The playground at the Forestdale School is starting to show its age, with crumbling mats and structures in regular need of repairs—but a new playground could be in place by next year if funding is approved.
The existing structure is approaching 20 years old, said Principal Christopher Dintino. The flooring is made of rubber mats that have holes and divots that pose a hazard to young students. Students were barred from using the swings for a time last year because an inspector found exposed concrete and chains in need of replacing, Mr. Dintino said. He said that a bridge structure on the main playground was badly damaged last year, too, and has since been repaired.
“We’re really trying to band-aid everything,” Mr. Dintino said.
Over the course of the entire school year last year, a total of 673 injuries occurred on the playground, he said. The majority of those injuries were caused by children playing roughly, but more than 100 were caused by the equipment. Of the equipment injuries, most were caused by the swings.
In addition to the repair needs of the playground, the structure is not appropriate for the school’s preschool population. Those youngest students are prohibited from using the swings and from climbing on a rock structure since they are deemed too dangerous for those children, Mr. Dintino said.
Mr. Dintino said that when the building housed a kindergarten through 8th grade population, the playground was suitable. It no longer meets the needs of the young students who use it.
He said that the idea for an age-appropriate preschool playground dates back to when former principal Marc J. Smith was still in the building. When Mr. Dintino took on the job himself, seeing that vision through became his number-one priority.
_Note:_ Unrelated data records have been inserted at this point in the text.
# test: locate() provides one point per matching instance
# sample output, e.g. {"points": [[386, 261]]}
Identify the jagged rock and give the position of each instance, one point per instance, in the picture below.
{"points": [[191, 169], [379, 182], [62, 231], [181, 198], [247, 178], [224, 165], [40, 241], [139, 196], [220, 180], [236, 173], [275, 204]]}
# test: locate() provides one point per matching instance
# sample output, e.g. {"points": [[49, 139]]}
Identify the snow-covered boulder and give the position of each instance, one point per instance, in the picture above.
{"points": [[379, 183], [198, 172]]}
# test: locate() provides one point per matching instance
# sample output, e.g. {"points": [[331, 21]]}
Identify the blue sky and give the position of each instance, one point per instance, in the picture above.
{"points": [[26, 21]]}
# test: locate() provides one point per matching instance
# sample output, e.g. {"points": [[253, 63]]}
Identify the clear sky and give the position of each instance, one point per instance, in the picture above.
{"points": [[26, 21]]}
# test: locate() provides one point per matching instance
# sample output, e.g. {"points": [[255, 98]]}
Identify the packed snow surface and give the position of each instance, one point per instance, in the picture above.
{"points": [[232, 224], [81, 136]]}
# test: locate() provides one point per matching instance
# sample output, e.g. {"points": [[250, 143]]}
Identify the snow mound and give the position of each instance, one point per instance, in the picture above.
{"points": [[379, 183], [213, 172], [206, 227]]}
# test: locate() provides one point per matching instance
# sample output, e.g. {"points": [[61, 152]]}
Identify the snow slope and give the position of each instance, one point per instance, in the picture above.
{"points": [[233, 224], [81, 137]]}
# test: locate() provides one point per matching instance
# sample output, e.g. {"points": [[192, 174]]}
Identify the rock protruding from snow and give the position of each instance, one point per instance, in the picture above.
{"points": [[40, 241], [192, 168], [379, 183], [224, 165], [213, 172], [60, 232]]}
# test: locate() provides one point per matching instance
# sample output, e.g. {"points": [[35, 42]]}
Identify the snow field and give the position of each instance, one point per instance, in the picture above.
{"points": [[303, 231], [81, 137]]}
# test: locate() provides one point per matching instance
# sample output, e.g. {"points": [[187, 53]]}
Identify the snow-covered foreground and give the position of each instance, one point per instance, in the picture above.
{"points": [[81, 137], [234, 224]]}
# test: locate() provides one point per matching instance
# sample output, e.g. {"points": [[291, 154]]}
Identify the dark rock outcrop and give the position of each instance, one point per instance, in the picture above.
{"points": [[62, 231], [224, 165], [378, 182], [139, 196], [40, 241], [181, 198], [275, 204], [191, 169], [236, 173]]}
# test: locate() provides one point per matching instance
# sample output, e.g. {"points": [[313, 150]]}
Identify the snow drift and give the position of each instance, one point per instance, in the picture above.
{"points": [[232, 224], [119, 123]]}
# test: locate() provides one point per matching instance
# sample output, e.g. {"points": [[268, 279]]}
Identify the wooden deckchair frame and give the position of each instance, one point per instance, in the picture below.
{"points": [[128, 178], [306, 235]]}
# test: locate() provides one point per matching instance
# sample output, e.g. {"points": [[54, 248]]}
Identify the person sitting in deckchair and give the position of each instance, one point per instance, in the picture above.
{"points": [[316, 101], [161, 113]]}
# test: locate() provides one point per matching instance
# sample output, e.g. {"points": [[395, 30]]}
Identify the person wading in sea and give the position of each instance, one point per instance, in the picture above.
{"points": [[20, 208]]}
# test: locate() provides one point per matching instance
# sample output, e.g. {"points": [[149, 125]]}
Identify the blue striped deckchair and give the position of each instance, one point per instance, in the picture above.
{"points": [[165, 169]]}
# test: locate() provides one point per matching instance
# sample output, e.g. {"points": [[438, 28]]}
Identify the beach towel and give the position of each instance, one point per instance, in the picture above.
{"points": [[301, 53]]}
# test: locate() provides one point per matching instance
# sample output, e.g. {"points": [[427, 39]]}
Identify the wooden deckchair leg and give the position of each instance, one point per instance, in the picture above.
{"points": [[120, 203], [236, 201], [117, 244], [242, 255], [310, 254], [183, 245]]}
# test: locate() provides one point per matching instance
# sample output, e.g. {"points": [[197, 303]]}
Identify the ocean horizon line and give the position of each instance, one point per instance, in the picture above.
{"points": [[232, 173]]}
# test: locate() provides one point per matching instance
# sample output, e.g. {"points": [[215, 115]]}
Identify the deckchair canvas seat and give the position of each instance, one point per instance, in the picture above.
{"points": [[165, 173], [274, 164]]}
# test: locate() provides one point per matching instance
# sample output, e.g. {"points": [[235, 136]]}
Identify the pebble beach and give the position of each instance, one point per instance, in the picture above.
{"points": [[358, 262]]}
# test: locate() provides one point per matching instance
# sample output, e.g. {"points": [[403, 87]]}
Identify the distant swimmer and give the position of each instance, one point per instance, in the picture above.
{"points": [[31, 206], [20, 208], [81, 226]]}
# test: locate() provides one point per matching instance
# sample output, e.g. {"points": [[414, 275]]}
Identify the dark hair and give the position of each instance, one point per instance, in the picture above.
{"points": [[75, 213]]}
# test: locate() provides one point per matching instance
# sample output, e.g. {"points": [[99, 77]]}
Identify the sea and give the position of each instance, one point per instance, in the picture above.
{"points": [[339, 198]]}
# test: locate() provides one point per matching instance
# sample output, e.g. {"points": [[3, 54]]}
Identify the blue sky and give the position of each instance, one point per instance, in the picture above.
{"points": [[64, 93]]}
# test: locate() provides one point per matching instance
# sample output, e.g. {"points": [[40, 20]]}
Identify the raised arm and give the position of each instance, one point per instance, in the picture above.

In talking about the project with former facilities director James P. McGrail, the decision was made to construct both a preschool playground as well as a new playground for the kindergarten through 2nd grade students. The proposal would raze the existing structure and replace it with a preschool playground. The second playground would be positioned on the opposite side of the building, adjacent to the school’s athletic fields.
The projected cost of building both structures is about $580,000. Mr. Dintino said that half of that cost is in the surface materials. The Commonwealth of Massachusetts only allows for playgrounds to use two kinds of surfaces in new structures—a soft poured rubber or artificial turf.
Mr. Dintino said the playground for the older students would be made of turf and the younger students would have the soft rubber.
He said that he will be meeting with the Community Preservation Committee in October with the hope of the projects being put on the warrant for the spring Town Meeting.
He said that the new structures will benefit the more than 600 students who use them on a daily basis, but that the larger community will have access as well outside of school hours.
The playground for the older children is slated to be made out of robinia (black locust) wood, which does not splinter or rot, Mr. Dintino said. He said that the playspace will be inclusive to students of all abilities, so that students who have a handicap can still play with their friends.
He noted a rope-climbing structure that can hold 50 students, but also has a wide space underneath where students who are unable to climb can still be near their peers.
“Kids who are differently abled will still be able to meet and be a part of groups,” Mr. Dintino said.
There will also be several musical instrument structures, allowing students to create while they play.
The space will accommodate many more children at one time, which Mr. Dintino said could allow for an increase in the length of time spent at recess, since they may not have to stagger that period in the day as much as they do now. He said that between a new playground and an upcoming outdoor classroom, there is also the potential to offer students two recess periods next year.
“There is definitely the possibility for more flexibility,” he said.
If the projects are approved, construction would begin next summer, starting with the preschool playground.